The two sampling issues did not covary. The descriptors were more sensitive to parasite species resolution than to host sampling completeness. All descriptors were affected in communities with less than 70% of parasite species resolution. The descriptors differed in sensitivity to host sampling completeness: diversity, connectance and specialisation were robust; nestedness was reasonably robust (increased up to 1.2 times); and modularity was sensitive (underestimated by half of the true values). Only in severely under-sampled communities, nestedness did not significantly differ from nestedness of random assemblages. Therefore, these descriptors could still be useful to categorically describe communities with low sampling effort. The loss parasite species resolution made the confidence intervals wider. The gradient in parasite species resolution led the communities to vary in size.
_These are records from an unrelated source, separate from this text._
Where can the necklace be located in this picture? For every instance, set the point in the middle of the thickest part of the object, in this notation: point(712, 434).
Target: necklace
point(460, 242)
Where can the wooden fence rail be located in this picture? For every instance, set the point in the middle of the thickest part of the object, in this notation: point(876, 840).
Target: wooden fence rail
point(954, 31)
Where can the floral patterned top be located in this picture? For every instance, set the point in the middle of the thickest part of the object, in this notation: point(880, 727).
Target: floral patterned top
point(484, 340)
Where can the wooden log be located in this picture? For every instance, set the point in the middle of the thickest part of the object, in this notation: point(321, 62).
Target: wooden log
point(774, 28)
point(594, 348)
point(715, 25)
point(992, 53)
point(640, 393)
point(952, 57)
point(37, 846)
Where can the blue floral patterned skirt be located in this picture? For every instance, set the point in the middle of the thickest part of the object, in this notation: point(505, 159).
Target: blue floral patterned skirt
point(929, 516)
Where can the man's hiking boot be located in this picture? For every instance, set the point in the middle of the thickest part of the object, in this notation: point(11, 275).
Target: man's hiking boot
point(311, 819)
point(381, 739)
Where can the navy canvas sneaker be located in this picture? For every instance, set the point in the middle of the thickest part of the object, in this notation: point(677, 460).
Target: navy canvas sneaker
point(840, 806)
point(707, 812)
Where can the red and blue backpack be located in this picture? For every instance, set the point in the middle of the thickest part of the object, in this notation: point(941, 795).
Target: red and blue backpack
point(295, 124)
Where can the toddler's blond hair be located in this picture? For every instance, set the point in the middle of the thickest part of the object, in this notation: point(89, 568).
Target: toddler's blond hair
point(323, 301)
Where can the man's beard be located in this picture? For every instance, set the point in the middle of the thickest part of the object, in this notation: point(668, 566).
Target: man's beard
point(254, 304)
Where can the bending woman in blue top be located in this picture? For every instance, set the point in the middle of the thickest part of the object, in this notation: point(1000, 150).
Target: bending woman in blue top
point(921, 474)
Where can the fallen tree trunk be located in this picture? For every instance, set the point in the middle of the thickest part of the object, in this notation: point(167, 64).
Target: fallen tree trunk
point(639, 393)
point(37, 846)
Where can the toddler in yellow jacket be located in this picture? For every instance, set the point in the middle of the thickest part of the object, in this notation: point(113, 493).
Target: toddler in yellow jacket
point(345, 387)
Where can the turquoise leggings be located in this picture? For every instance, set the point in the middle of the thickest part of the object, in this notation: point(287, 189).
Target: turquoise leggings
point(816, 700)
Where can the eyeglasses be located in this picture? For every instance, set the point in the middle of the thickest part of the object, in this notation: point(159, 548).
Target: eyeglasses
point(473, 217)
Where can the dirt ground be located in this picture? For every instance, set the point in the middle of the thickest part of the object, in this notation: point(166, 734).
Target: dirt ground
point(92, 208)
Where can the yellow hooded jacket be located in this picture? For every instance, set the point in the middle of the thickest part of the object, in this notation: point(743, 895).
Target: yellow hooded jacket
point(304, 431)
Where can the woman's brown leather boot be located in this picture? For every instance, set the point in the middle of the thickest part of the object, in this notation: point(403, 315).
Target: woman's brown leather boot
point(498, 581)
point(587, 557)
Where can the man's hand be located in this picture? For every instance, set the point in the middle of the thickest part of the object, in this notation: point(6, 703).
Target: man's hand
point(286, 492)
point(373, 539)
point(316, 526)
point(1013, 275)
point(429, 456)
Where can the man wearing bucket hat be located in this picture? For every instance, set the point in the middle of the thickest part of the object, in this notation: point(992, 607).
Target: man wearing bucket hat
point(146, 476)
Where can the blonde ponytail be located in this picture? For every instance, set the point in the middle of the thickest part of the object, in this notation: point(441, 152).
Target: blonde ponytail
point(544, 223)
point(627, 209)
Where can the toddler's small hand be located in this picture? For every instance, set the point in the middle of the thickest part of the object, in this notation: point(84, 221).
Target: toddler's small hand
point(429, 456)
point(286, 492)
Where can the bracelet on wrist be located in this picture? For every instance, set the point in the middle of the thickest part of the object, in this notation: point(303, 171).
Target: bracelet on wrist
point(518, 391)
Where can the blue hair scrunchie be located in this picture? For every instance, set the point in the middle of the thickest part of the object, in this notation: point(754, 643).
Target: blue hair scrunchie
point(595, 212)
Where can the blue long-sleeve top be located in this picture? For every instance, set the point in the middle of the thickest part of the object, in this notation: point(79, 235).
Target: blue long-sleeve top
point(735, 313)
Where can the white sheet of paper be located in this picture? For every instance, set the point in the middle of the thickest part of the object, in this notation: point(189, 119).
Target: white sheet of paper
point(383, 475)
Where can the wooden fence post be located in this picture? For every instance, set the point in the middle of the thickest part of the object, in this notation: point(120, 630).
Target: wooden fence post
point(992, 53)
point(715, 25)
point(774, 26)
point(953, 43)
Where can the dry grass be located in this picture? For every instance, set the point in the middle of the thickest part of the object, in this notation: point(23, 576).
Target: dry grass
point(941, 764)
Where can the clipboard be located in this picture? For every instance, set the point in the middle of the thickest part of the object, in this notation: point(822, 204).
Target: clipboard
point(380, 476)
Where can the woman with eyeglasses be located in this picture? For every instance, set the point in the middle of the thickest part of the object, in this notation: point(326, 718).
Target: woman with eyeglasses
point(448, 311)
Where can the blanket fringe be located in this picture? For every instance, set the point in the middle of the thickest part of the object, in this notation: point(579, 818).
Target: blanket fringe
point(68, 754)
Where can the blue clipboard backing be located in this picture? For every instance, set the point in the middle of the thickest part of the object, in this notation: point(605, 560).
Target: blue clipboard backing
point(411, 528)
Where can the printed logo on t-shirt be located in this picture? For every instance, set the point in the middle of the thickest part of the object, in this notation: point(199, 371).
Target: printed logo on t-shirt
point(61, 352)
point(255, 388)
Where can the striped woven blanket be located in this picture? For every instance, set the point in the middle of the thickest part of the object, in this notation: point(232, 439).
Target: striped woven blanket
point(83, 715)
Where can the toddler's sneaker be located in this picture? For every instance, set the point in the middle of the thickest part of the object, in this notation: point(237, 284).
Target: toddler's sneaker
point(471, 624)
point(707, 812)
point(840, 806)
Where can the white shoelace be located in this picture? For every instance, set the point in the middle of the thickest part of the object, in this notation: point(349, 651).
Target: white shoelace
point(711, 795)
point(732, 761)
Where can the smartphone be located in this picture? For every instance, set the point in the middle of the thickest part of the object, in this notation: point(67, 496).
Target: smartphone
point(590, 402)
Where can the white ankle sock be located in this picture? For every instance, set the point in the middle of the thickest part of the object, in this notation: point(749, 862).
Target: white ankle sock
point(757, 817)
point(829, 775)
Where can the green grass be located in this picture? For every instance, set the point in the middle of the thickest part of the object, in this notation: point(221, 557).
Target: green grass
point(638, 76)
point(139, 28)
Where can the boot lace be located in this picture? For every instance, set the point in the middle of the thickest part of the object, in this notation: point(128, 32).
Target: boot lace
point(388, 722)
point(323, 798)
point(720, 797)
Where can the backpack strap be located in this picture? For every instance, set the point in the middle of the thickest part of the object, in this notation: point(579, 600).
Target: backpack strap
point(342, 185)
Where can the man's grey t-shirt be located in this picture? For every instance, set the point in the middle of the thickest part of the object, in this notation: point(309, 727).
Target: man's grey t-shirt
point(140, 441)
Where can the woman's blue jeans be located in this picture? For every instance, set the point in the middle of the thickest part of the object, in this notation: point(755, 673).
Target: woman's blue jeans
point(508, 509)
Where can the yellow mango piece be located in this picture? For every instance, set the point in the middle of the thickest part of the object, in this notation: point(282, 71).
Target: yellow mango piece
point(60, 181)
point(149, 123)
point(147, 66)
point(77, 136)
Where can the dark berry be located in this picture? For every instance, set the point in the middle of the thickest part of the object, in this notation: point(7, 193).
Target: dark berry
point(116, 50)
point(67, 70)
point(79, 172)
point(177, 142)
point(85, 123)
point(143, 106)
Then, the loss of parasite species resolution in small communities resulted in a greater change among them than among large communities. Finally, we recommend avoiding the study of under-sampled communities or those with low resolution in parasite species identification. We should choose the most robust descriptors if it is known beforehand that the sampling issues are unavoidable. To study community dynamics over time or space one should only compare community data acquired with an equivalent sampling effort.